Una cosa da nascondere

Una cosa da nascondere

È un luglio caldissimo che smentisce tutti i luoghi comuni sulla Gran Bretagna quello che attanaglia Londra e sfianca i suoi abitanti, tutti senza distinzioni, ricchi poveri e vie di mezzo. E se fuori fa caldo, in casa Bankole il clima è addirittura incandescente: Abeo, capofamiglia legato morbosamente alle tradizioni, sta martellando da settimane il figlio Tanimola perché dimostri al mondo chi è un Bankole. Gli rinfaccia di essere un ingrato, di non apprezzare la relativa ricchezza in cui vive grazie alle attività di famiglia, Into Africa Groceries, un banco di macelleria e uno di pesce al mercato di Ridley Road, gli viene perfino concesso di tenere per sé un ottavo del salario e la madre provvede ad ogni necessità di nutrimento pulizia e quant’altro.

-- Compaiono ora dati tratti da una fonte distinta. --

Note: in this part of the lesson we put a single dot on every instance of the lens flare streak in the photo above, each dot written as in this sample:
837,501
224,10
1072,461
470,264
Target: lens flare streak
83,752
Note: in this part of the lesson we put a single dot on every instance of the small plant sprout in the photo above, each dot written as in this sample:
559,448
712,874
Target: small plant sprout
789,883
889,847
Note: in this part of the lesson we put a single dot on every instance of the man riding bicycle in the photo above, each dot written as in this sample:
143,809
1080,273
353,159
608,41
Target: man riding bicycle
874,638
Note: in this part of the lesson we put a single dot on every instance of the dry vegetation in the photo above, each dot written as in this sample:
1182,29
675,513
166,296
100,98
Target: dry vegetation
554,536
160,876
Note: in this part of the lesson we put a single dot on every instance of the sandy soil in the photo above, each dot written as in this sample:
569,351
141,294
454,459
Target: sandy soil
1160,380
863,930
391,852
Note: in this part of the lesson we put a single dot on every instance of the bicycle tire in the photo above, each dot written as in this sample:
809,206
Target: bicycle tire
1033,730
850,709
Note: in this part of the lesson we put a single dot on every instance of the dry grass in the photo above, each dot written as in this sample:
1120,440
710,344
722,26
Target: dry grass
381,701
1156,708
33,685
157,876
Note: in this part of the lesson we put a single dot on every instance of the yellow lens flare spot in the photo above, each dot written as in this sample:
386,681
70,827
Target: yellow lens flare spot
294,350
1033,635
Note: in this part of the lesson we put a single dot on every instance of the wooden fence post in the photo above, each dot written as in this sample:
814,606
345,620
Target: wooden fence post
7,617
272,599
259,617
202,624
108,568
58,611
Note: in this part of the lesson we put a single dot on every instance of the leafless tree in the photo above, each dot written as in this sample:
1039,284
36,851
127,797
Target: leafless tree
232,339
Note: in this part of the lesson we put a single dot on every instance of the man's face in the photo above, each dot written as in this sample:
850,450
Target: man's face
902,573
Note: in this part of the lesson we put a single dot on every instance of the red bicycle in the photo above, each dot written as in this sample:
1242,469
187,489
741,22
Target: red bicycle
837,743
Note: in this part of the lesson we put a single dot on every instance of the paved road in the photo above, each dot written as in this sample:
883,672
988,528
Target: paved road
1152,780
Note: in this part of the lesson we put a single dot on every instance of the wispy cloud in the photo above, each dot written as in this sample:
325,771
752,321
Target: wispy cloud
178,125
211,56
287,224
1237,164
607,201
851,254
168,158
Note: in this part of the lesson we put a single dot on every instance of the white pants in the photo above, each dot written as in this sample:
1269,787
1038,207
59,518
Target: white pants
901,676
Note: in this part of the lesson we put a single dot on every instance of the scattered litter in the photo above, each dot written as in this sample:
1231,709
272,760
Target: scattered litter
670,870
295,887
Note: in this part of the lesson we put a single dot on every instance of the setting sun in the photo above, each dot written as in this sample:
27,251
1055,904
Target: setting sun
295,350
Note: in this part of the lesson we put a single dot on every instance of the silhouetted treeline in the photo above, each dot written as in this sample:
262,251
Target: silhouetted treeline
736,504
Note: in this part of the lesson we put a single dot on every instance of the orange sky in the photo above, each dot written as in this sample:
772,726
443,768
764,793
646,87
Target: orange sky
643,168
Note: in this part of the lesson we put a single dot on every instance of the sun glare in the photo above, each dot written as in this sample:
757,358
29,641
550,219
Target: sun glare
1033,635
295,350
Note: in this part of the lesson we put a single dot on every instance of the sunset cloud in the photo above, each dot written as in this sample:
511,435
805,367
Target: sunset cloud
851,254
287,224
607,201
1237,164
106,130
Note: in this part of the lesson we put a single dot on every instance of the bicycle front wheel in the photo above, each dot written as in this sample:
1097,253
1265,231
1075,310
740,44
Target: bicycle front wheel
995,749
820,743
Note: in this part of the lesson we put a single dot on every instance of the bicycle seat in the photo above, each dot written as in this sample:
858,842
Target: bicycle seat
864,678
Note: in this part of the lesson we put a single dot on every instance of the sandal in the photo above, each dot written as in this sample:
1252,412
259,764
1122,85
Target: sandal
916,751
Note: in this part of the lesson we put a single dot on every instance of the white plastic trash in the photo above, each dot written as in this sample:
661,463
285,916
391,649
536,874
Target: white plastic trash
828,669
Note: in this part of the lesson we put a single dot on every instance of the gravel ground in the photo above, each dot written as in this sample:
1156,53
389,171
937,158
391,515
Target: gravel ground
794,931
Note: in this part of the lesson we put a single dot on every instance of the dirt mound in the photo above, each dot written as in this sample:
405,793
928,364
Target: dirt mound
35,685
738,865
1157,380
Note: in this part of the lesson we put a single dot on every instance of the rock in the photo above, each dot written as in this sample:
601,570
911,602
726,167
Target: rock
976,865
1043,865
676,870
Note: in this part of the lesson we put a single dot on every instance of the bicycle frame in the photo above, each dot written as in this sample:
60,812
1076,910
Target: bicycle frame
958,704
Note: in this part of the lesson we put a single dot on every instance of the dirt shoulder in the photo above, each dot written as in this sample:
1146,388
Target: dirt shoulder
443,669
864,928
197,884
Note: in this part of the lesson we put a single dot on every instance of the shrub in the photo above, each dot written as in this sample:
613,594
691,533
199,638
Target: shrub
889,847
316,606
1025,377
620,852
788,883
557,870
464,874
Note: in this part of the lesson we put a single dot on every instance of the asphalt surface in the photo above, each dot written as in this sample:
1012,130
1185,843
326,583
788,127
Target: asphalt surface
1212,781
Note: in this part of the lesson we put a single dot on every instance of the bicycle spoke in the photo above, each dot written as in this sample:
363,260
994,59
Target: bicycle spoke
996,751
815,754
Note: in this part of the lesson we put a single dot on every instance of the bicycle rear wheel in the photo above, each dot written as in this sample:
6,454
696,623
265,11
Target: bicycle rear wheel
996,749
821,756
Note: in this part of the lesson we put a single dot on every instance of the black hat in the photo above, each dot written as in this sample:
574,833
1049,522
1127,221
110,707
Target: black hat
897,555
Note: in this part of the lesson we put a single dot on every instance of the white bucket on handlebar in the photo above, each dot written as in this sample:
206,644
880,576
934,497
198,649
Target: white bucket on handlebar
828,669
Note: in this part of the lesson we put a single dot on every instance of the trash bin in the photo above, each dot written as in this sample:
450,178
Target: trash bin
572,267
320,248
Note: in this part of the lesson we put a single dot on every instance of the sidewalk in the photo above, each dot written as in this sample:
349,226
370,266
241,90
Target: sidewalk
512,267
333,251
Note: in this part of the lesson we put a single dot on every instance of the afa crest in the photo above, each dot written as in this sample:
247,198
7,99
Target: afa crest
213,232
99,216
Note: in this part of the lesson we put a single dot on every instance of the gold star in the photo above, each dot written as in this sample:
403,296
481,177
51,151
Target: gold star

Tutto ciò dovrebbe far sì, sempre secondo il padre, che lui lavori a uno dei due banchi, sposi una ragazza che non ha mai visto per la quale Abeo ha pagato un salato “prezzo della sposa” a garanzia della sua purezza e fertilità. Poco importa all’uomo che vivano a Londra da quarant’anni, sono nigeriani e le leggi che vanno seguite sono quelle del suo Paese. Tani non sa nulla di quanto ha in mente il padre, non vuole certo lavorare al mercato, lui pensa a laurearsi e come dire in famiglia che ha una relazione con Sophie, che oltretutto non è neanche lontanamente nigeriana. In casa la situazione se possibile è ancora peggiore: Monifa si attiene scrupolosamente a quello che richiede l’essere moglie, il che implica fra le altre cose sapere esattamente a che ora rientrerà il marito, servirgli qualcosa da bere e portare a tavola esattamente quello che lui desidera, senza naturalmente che le venga detto cosa sia. Simisola, otto anni, deve accogliere papà e fratello con il silenzio rispettoso di una brava bimba che ha obbedito alla mamma. Dopo aver alla moglie che l’affare è stato concluso e presto porterà il figlio in Nigeria a conoscere la sposa...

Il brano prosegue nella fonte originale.